Although the United States has enjoyed a 10 year drought of major landfalling hurricanes (CAT 3+), Hurricane Sandy in 2012 proved unusually destructive because it hit a highly vulnerable, densely populated region of the the Mid-Atlantic coastline.
Heavily impacted were both New York and New Jersey, where hundreds of thousands of people incurred heavy losses and found their lives and livelihoods disrupted for weeks.
Twelve months after the storm, in Sandy 1 Year Later: Coping With The Aftermath we looked at some of the mental health issues in the wake of that disaster. In the past, we’ve looked at other post-disaster health impacts, such as in Post Disaster Stress & Suicide Rates & The Long Term Effects Of A Major Disaster).
In the wake of 2005’s Hurricane Katrina, a study funded by the National Institute of Mental Health, which surveyed 1,043 survivors, found:
- More than 11% were diagnosed with a serious mental illness following the storm. This compares to just over 6% before the hurricane.
- 9.9% had mild-moderate mental illness, compared to 9.7% before Katrina.
- They estimated 200,000 people facing serious mental problems, such as PTSS (Post Traumatic Stress Syndrome) and depression, in the three states most affected.
On Thursday of this week, the CDC will host a COCA call on the psychological aftermath of Hurricane Sandy. While primarily of interest to clinicians and healthcare providers, COCA (Clinician Outreach Communication Activity) calls are designed to ensure that practitioners have up-to-date information for their practices.
First the details, then I’ll return with a bit more:
Date: Thursday, September 17, 2015
Time: 2:00 - 3:00 pm (Eastern Time)
Join by Phone:
- 888-469-1370 (U.S. Callers)
- 517-308-9218 (International Callers)
Join by Webinar: https://www.mymeetings.com/nc/join.php?i=PW5219511&p=3791890&t=c
Hussain Yusuf, MD, MPH
Extramural Research Program Office
Office of Public Health Preparedness and Response
Centers for Disease Control and Prevention
Emanuela Taioli MD PhD
Icahn School of Medicine at Mount Sinai
Charon Gwynn, PhD
Department of Health and Mental Hygiene
New York City
Hurricane Sandy was an unprecedented natural disaster that resulted in deaths, injuries, and other disaster-related health effects.
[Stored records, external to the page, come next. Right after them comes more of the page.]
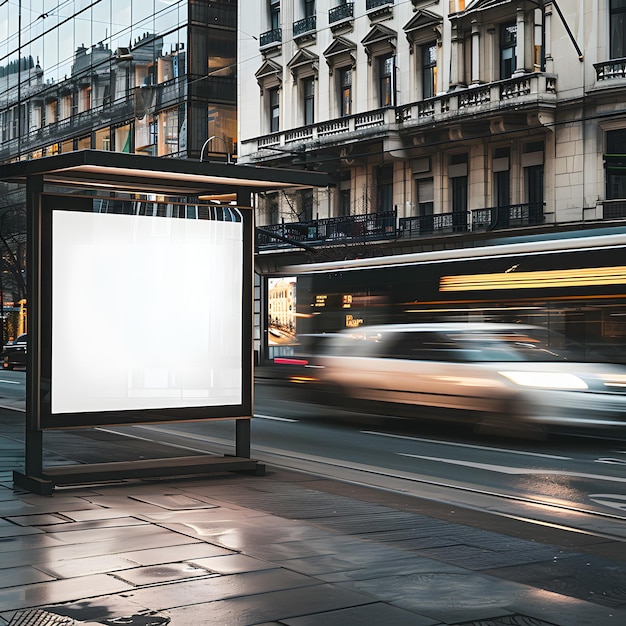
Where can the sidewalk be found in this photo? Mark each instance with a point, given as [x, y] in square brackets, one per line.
[285, 548]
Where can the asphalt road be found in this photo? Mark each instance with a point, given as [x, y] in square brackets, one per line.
[571, 482]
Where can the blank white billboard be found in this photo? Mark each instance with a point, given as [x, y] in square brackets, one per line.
[146, 312]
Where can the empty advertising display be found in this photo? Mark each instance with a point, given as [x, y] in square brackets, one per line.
[146, 313]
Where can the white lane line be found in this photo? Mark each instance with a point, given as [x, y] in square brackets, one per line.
[469, 445]
[502, 469]
[273, 417]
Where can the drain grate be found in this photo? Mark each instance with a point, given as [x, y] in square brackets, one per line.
[509, 620]
[39, 617]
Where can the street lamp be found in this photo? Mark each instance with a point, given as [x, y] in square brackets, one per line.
[206, 143]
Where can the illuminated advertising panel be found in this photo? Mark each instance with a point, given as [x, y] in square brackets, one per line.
[147, 318]
[281, 311]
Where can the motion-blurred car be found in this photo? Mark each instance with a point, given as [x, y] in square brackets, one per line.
[14, 353]
[508, 379]
[300, 369]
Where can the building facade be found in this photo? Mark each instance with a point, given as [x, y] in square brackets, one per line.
[139, 76]
[442, 120]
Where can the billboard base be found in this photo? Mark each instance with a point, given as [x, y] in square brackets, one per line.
[82, 474]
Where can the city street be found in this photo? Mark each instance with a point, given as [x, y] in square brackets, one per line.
[570, 482]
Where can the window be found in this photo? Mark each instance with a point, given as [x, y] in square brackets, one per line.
[386, 66]
[617, 21]
[345, 82]
[384, 181]
[274, 102]
[458, 190]
[308, 91]
[344, 194]
[306, 204]
[425, 194]
[274, 14]
[615, 164]
[501, 177]
[508, 42]
[429, 70]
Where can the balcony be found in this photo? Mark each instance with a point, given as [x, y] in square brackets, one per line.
[513, 216]
[522, 94]
[385, 226]
[378, 8]
[437, 224]
[609, 70]
[614, 209]
[339, 16]
[271, 38]
[305, 28]
[329, 231]
[332, 131]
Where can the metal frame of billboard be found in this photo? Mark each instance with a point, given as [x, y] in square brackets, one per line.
[85, 171]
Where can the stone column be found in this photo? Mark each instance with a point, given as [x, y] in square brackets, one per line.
[547, 38]
[475, 52]
[520, 47]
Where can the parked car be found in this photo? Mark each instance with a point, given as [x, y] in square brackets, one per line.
[14, 353]
[505, 378]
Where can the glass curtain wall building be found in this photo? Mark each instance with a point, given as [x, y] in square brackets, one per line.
[150, 77]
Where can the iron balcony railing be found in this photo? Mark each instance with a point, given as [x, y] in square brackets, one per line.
[385, 225]
[513, 216]
[615, 68]
[332, 230]
[613, 209]
[342, 12]
[437, 224]
[303, 26]
[273, 36]
[374, 4]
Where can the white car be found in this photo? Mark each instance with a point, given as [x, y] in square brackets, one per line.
[508, 378]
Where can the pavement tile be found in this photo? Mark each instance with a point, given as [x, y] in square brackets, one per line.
[38, 520]
[18, 542]
[99, 609]
[116, 545]
[165, 573]
[239, 537]
[73, 568]
[366, 615]
[56, 591]
[175, 553]
[585, 577]
[24, 575]
[233, 564]
[278, 605]
[465, 597]
[164, 597]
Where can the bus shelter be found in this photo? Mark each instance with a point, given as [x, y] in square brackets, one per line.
[140, 302]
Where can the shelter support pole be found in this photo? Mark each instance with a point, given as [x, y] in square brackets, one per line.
[32, 478]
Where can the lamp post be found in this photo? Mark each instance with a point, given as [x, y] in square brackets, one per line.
[206, 143]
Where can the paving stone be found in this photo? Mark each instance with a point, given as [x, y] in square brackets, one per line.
[233, 564]
[56, 591]
[24, 575]
[165, 597]
[272, 606]
[366, 615]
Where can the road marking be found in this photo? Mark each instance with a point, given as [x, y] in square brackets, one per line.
[613, 500]
[502, 469]
[469, 445]
[273, 417]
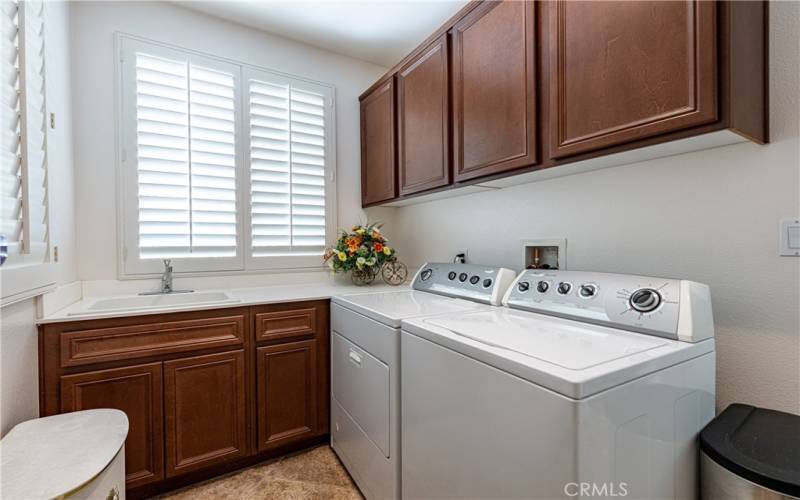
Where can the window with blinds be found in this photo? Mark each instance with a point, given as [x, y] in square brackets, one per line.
[287, 166]
[23, 146]
[186, 159]
[196, 149]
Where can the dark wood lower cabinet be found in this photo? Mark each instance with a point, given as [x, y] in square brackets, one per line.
[136, 390]
[287, 393]
[205, 392]
[205, 410]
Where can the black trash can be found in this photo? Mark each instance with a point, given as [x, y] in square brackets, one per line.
[752, 453]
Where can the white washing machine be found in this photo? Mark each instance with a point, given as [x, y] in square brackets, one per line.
[587, 385]
[365, 363]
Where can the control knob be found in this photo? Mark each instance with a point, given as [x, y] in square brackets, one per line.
[645, 300]
[587, 291]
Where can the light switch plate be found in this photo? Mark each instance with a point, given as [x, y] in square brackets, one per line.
[790, 238]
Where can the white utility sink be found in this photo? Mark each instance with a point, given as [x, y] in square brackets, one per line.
[165, 301]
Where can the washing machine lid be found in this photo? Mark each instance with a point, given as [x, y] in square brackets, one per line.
[391, 307]
[567, 344]
[572, 358]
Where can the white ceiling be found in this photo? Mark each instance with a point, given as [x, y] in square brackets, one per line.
[378, 31]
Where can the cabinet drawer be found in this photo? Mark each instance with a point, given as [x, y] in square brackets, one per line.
[81, 347]
[289, 321]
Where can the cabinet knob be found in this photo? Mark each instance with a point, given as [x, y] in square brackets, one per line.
[113, 494]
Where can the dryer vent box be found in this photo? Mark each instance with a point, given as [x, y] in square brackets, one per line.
[544, 254]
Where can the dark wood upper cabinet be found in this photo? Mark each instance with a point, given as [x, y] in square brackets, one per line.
[205, 410]
[378, 161]
[136, 390]
[288, 393]
[494, 89]
[627, 70]
[423, 120]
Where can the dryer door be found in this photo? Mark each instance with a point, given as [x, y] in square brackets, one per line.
[360, 383]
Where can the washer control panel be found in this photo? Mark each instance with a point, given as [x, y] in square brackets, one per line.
[637, 303]
[466, 281]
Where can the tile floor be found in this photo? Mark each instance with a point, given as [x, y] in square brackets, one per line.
[314, 474]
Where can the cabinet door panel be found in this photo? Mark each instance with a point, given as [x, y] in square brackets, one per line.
[205, 410]
[494, 89]
[136, 390]
[287, 393]
[377, 146]
[621, 71]
[423, 130]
A substantial number of people exposed to the storm experienced mental health problems to include, post-traumatic stress disorder, depression and serious psychological distress. Research conducted by Project LIGHT, a collaborative effort between Mount Sinai, North Shore-LIJ and the Nassau County Department of Human Services, and the New York City Health Department examined mental health effects of the storm and identified subgroups of individuals who were most vulnerable to the hurricane mental health effects. The research was conducted through the application of multiple methodologies including the collection of survey data from residents of affected areas as well as analysis of Emergency Department data. During the COCA Call, participants will learn about a natural disaster related epidemiologic studies focusing on mental health issues. Participants will also hear about the implications of these findings on disaster preparedness and response activities and how clinicians can help address mental health among those impacted by disasters.
- Discuss the vulnerability factors to mental health issues after Hurricane Sandy
- Describe how administrative data from Emergency Department can be utilized for public health purposes
- Describe the groups who were most at risk for mental health issues after the storm
- Describe how local disaster preparedness and response activities can address the mental health needs of residents who are impacted by disasters
- CDC office of Public Health Preparedness and Response Hurricane Sandy Recovery Research
- CDC Funded Hurricane Sandy Recovery Research Current Awards
- CDC Coping With a Disaster or Traumatic Event
- Audio conference call on 9/17/15: 2:00 - 3:00 PM
- Web-on-demand training after 3:00 PM on 9/17/15
- Materials: PowerPoint slide set
September is National Preparedness Month, and while I’ll discuss the importance of psychological first aid in another #Natlprep post, I did want to mention that preparedness for emergencies can go a long ways towards reducing the emotional and physical impact of a disaster like hurricane Sandy.